The fascist groove thing
£17.00
Description
This book collects five hundred interesting songs that addressed one alarming feature of Thatcher’s Britain or another.
This is the late 1970s and ’80s as explained through the urgent and still-relevant songs of the Clash, the Specials, the Au Pairs, the Style Council, the Pet Shop Boys, and nearly four hundred other bands and solo artists. Each chapter presents a mixtape (or playlist) of songs related to an alarming feature of Thatcher’s Britain, followed by an analysis of the dialogue these artists created with the Thatcherite vision of British society. “Tell us the truth,” Sham 69 demanded, and pop music, however improbably, did. It’s a furious and sardonic account of dark times when pop music raised a dissenting fist against Thatcher’s fascist groove thing and made a glorious, boredom-smashing noise. Bookended with contributions by Dick Lucas and Boff Whalley as well as an annotated discography, The Fascist Groove Thing presents an original and polemical account of the era.
Praise:
- “It’s not often that reading history books works best with a soundtrack playing simultaneously, but Hugh Hodges has succeeded in evoking both the noises and the feel of a tumultuous 1980s. Proving that pop music is the historian’s friend, he has here recovered those who help us best make sense of a scary, precarious, and exciting world.” —Matthew Worley, author of No Future: Punk, Politics and British Youth Culture, 1976–198
- “Those who think the 1980s were camp and fun clearly didn’t live them. The Thatcher/Reagan era was grim as fuck. This tells the real story from the underground.” —Ian Brennan, author of Muse-Sick and Silenced by Sound
- “Written with verve, humour, and great passion for music, history and politics, The Fascist Groove Thing is a fast-paced, absorbing read. It will jog memories, entertain, and creatively engage those who survived the Thatcher years and those who weren’t yet around. Hodges not only reminds us how music can offer hope, express outrage, inspire action, or provide moments of escape in bleak, frightening times but also that some ’80s music was abysmal! Yet music can help bring people together, broaden horizons of the imagination and build solidarity and connection. And forty years later, the lyrics of Sheffield’s Heaven 17, with ‘evil men with racist views, spreading all across the land,’ seem just as relevant to ongoing struggles against today’s fascism and racism.” —Aziz Choudry, McGill University
- “Very interesting and timely indeed.” —Anne Clark, spoken-word poet, The Smallest Act of Kindness
About the Contributors
- Hugh Hodges has written extensively on African and West Indian music, poetry, and fiction, including essays on Fela Kuti, Lord Kitchener, and Bob Marley. Linton Kwesi Johnson praised his book Soon Come as “extremely engaging and an important, original scholarly work.” He currently teaches at Trent University, Ontario, where his research focuses on cultural resistance in its many forms, and his band the Red Finks remains hopelessly obscure.

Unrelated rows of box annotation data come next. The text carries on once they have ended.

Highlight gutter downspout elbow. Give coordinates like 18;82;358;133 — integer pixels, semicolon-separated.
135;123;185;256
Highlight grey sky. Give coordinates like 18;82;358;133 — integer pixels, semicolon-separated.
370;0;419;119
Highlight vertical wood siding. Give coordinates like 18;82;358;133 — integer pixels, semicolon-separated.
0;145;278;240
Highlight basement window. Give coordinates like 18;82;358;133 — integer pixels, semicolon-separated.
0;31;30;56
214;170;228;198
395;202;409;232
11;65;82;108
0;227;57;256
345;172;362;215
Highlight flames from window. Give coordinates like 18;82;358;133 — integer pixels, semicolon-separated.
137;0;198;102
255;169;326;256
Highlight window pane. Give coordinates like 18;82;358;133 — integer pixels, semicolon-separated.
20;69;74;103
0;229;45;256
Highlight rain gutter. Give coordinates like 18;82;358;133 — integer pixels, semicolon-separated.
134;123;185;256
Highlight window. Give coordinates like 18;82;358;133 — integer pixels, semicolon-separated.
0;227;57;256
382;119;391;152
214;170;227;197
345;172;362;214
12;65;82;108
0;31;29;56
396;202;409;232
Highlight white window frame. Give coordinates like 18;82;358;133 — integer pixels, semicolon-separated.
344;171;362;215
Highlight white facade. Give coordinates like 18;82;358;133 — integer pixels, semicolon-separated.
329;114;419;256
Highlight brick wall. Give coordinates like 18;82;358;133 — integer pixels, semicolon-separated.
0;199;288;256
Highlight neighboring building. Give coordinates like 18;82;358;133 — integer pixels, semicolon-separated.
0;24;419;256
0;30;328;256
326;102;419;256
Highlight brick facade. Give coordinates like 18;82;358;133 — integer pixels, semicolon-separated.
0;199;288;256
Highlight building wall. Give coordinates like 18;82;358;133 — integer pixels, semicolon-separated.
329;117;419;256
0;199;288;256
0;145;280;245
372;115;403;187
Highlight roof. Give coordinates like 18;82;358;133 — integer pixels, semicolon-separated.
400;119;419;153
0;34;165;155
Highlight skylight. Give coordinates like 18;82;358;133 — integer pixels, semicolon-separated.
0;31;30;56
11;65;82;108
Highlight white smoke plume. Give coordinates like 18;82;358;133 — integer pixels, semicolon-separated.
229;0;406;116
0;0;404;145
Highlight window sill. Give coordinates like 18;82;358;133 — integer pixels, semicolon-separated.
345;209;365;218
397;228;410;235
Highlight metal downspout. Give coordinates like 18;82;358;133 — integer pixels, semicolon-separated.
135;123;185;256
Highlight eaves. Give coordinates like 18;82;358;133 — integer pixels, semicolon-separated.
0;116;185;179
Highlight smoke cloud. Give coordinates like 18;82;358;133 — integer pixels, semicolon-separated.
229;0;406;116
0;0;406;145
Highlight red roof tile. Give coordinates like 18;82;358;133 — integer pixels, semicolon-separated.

- Dick Lucas is a writer and visual artist, and the vocalist for three iconic punk bands: Subhumans, Citizen Fish, and Culture Shock. He is also the founder of independent punk label Bluurg Records.
- Boff Whalley is a writer and musician, and a founding member of Chumbawamba. He is also an avid fell runner, the subject of his book Run Wild. His most recent musical project is Commoners Choir, a “strange yet open and inclusive choir that meets in Leeds.” The choir’s most recent release is Untied Kingdom.